09 - Remove from oven; garnish with cilantro, avocado, green onions, and a dollop of sour cream or Greek yogurt. Serve with lime wedges.

# Expert Tips:

01 -
  • They taste like comfort food but feel fancy enough for guests, so you get compliments without stress.
  • The crispy shells against the creamy, spiced beans create a texture contrast that keeps you coming back for another bite.

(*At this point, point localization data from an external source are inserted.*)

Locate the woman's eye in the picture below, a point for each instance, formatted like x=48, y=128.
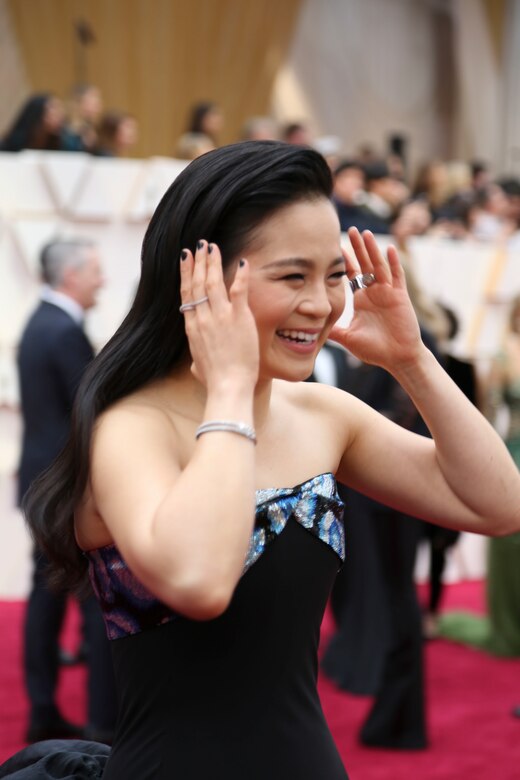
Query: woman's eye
x=293, y=277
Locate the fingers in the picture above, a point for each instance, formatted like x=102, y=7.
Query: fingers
x=239, y=289
x=396, y=268
x=198, y=279
x=202, y=283
x=370, y=257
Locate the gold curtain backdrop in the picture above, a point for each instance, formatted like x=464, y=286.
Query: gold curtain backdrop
x=155, y=58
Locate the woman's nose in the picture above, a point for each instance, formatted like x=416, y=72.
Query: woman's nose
x=316, y=302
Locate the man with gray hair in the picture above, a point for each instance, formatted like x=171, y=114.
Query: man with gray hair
x=53, y=354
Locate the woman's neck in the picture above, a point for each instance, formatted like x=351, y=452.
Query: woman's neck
x=191, y=396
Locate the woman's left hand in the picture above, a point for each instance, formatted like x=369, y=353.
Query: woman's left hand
x=384, y=330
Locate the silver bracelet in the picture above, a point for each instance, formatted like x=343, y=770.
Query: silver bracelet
x=243, y=429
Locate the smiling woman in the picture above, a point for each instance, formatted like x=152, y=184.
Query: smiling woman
x=213, y=545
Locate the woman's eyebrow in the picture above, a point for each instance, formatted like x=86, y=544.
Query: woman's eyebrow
x=300, y=262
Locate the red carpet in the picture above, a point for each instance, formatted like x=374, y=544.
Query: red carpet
x=470, y=696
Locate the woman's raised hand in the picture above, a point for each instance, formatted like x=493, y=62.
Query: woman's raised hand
x=220, y=326
x=384, y=330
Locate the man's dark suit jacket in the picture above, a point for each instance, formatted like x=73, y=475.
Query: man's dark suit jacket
x=52, y=356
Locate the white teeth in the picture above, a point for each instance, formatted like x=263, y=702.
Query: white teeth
x=299, y=335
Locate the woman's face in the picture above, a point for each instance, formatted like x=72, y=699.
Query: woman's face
x=296, y=287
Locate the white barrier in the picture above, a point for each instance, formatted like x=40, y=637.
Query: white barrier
x=44, y=194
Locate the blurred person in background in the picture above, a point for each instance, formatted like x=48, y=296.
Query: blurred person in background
x=385, y=194
x=260, y=128
x=489, y=218
x=80, y=132
x=117, y=134
x=192, y=145
x=299, y=133
x=38, y=125
x=206, y=118
x=52, y=356
x=499, y=631
x=432, y=185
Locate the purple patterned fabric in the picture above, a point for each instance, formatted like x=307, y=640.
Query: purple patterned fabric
x=128, y=607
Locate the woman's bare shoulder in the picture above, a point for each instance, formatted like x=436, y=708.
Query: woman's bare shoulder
x=315, y=396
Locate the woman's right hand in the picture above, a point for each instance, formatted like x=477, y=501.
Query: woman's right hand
x=221, y=331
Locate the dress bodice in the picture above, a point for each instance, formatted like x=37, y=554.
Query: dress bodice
x=236, y=696
x=128, y=607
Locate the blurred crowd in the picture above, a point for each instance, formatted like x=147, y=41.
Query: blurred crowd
x=372, y=190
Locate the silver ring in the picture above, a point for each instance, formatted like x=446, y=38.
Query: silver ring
x=361, y=281
x=192, y=304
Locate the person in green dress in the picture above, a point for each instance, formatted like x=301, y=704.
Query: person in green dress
x=499, y=631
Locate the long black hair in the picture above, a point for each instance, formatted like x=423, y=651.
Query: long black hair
x=222, y=196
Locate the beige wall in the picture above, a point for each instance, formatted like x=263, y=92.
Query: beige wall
x=154, y=58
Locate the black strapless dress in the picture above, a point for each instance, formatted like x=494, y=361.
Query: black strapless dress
x=235, y=697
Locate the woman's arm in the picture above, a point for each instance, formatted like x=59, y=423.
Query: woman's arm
x=184, y=528
x=464, y=478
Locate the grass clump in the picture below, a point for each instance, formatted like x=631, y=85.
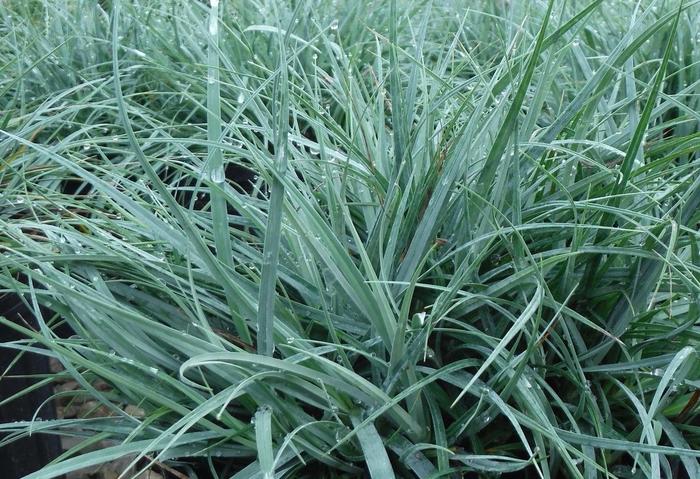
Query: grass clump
x=399, y=239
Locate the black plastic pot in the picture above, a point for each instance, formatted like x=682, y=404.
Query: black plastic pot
x=28, y=454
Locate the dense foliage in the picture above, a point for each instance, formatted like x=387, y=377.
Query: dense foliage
x=314, y=238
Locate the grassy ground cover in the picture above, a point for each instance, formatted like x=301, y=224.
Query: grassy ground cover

  • You can prep most of it ahead and finish with toppings right before serving, making weeknight dinners or parties actually manageable.
02 -
  • If you don't let the potato skins crisp in that second bake, they'll stay soft and rubbery no matter how much cheese you add—the ten minutes makes all the difference.
  • Don't assemble these more than a few minutes before eating or the sour cream will weep and make the shells soggy from the inside out.
  • The reserved sweet potato flesh shouldn't go to waste; freeze it or use it tomorrow in smoothies, pancakes, or hash.
03 -
  • Buy sweet potatoes that are relatively the same size so they finish baking at the same time; uneven pieces will leave you with some undercooked while others are overcooked.
  • If you're feeding a crowd, you can assemble and bake everything up to the cheese step ahead of time, then do a quick bake and top fresh thirty minutes before people arrive.